Home Router Experiments
Posted on 2021-October-03 in networking
Latest upgrade on my home Internet connection brought me to an almost symmetric Gbit link: 1000 Mbit/s down, 500 Mbit/s up. Very comfortable, but what kind of home router do you need to sustain such traffic loads? I tried a lot of alternatives which I will briefly describe below. The final outcome was quite surprising. Read on for more.
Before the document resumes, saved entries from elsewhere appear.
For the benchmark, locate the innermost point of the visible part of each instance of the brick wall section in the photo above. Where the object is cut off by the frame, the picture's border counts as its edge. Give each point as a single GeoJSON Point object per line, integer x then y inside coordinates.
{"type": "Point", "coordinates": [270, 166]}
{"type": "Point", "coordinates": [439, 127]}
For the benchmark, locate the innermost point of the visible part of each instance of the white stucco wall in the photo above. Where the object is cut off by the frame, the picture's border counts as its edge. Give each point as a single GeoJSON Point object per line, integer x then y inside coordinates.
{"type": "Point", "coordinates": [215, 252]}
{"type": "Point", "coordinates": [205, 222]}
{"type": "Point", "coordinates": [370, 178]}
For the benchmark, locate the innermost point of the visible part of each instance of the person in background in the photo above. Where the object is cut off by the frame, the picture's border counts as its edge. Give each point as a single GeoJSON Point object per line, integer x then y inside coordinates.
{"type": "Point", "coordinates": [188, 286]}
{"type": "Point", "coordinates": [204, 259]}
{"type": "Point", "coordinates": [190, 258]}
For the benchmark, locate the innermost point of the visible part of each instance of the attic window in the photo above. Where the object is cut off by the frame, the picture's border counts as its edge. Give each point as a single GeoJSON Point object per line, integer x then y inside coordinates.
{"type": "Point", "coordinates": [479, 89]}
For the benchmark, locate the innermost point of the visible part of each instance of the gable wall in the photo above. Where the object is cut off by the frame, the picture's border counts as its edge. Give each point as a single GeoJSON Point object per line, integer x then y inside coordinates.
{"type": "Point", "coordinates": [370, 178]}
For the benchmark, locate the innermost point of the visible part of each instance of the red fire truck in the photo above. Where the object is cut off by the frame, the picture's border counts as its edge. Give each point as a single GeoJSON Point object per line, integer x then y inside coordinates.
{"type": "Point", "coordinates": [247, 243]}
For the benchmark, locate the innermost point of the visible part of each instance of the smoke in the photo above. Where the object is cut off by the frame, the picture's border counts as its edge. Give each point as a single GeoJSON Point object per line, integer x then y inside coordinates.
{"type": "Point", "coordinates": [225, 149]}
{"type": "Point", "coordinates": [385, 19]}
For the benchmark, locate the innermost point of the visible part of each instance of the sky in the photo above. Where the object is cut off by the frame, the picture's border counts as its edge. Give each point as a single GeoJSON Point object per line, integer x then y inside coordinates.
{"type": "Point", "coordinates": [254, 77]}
What does Gbit mean anyway?
Gigabit Network Interface Cards (NICs) are theoretically capable of pumping 1 Gbit/s in both directions simultaneously, reaching an actual total of 2 Gbit/s combined. That's a lot of things to perform for a GHz-class CPU. As a rule of thumb, you cannot usually reach such speeds with embedded sub-GHz CPUs without specific hardware acceleration.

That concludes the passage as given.